Ironically, book #32 from last year was A Yellow Raft in Blue Water, by Michael Dorris. I wonder, more often than I can believe, how Erdrich handled Dorris' suicide, in her writing and in her life.

The Painted Drum is written almost like a series of short stories that are all held together by, yes, the painted drum. The drum itself is so alive that it too must be considered a character throughout, and the stories that are told are heartbreaking, believable, and true. Never once was my "Hmmm...really?" flag raised; moreover I found myself wanting more of all of the characters, feeling a sadness at the close of one section but then replacing it with joy at seeing characters that I had been missing for several chapters.

What stood out for me the most was the way that Erdrich took a story of tradition, of the past, and mixed it with modern characters, then made it general enough that I saw myself in this story. There is so much to learn, and sometimes the answers come in something as simple as spending the night at a man's house for the first time, as Faye Travers did, or in learning to listen to the drum.

This passage took my breath away for its truth and its hope...and I leave you with it.
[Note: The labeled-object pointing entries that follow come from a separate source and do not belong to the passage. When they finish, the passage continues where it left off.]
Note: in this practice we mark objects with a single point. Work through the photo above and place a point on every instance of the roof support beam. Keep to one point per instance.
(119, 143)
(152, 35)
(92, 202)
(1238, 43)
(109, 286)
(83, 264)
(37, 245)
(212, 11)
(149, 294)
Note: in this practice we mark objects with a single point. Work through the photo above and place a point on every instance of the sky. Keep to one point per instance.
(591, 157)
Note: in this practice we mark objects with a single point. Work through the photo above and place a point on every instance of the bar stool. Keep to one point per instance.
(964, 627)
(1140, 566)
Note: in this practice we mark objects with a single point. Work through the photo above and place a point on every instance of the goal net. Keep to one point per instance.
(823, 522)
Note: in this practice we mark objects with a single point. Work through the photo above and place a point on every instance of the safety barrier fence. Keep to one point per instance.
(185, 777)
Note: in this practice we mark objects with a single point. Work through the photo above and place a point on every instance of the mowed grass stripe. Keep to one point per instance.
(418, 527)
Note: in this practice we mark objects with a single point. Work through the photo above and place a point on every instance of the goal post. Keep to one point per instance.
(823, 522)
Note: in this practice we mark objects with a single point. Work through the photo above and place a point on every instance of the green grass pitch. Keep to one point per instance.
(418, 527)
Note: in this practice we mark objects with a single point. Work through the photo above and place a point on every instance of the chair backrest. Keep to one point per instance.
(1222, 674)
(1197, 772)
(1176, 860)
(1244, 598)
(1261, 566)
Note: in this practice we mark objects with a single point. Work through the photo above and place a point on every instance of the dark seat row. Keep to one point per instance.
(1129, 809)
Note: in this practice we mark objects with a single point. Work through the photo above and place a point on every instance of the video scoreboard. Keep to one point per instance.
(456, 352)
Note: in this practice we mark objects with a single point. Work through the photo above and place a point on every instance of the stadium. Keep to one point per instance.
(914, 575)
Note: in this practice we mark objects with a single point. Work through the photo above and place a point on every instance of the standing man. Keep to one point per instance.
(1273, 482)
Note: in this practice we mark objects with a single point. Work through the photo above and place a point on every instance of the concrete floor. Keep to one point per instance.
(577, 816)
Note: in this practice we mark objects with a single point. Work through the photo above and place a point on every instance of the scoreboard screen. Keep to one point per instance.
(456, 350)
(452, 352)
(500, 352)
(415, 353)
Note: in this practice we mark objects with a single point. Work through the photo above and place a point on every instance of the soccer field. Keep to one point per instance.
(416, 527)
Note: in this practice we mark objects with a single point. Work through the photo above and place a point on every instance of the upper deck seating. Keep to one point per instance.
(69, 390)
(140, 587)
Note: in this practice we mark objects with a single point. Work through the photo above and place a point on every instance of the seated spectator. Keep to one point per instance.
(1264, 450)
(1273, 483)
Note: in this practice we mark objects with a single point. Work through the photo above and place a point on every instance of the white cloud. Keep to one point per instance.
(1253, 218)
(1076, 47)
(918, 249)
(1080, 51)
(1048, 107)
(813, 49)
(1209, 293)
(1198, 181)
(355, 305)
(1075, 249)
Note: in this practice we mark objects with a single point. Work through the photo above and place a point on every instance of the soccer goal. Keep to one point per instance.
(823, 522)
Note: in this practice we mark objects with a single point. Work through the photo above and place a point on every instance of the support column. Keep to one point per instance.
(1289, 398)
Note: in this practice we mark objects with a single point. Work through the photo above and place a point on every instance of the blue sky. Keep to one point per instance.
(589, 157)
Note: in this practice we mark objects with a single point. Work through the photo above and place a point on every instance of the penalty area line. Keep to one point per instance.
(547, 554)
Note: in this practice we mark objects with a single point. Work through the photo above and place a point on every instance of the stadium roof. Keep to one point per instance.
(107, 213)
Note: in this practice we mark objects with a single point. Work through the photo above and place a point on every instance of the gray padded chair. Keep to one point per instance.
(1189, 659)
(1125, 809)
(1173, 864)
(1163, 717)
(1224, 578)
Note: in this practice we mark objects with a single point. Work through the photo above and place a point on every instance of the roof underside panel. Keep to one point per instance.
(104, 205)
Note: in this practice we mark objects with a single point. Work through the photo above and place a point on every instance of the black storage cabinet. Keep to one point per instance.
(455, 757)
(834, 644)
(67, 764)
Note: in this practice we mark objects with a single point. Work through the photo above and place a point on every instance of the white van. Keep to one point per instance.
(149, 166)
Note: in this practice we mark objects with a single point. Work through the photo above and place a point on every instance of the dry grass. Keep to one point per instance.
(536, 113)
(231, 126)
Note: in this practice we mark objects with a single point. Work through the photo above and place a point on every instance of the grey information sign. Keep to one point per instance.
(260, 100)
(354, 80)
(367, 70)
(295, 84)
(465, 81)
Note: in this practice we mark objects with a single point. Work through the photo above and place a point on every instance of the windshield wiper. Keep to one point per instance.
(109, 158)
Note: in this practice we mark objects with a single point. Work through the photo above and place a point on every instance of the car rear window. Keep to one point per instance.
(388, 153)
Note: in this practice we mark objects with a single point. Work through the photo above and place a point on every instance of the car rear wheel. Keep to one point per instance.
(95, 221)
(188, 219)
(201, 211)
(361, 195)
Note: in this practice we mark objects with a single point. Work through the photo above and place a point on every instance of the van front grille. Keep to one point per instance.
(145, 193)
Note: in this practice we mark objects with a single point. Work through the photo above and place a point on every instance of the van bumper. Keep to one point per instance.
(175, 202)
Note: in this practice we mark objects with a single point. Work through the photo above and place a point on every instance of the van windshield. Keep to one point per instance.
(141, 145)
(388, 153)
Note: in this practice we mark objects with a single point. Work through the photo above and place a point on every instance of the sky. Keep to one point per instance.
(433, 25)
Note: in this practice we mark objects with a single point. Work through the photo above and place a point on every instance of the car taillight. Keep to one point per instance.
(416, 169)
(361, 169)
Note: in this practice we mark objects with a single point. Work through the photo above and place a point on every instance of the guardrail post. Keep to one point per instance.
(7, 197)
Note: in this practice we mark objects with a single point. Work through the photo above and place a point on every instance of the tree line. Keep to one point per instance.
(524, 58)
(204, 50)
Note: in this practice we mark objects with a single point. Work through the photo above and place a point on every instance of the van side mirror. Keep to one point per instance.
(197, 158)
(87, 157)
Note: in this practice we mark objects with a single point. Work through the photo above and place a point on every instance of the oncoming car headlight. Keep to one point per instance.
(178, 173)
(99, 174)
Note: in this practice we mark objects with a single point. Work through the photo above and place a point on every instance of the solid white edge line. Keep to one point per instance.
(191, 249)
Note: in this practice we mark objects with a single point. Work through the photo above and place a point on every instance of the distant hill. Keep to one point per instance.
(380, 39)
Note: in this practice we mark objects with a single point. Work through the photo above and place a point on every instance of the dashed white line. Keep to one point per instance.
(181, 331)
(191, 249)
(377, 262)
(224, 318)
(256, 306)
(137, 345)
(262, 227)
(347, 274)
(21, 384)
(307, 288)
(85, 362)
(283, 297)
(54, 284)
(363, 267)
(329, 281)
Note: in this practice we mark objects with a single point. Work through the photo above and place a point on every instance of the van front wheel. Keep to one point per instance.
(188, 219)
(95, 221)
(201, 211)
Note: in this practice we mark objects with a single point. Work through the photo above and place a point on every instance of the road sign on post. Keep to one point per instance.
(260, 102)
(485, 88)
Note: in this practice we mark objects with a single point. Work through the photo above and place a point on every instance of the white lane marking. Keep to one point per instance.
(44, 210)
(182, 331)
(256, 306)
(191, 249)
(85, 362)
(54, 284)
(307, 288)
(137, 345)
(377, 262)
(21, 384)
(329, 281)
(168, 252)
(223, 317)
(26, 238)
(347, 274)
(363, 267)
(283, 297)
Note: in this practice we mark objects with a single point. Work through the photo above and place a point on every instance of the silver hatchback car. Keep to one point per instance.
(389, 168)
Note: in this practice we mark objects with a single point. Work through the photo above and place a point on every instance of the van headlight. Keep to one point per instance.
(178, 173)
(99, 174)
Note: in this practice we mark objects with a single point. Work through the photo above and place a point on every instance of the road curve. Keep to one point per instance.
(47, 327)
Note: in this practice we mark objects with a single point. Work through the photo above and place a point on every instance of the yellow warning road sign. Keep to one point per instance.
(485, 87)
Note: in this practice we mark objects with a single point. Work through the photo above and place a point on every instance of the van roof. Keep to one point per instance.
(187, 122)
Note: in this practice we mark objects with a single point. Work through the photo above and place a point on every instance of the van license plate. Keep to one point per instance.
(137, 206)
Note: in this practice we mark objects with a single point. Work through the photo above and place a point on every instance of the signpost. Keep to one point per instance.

Life will break you. Nobody can protect you from that, and living alone won't either, for solitude will also break you with its yearning. You have to love. You have to feel. It is the reason you are here on earth. You are here to risk your heart. You are here to be swallowed up. And when it happens that you are broken, or betrayed, or left, or hurt, or death brushes near, let yourself sit by an apple tree and listen to the apples falling all around you in heaps, wasting their sweetness. Tell yourself that you tasted as many as you could.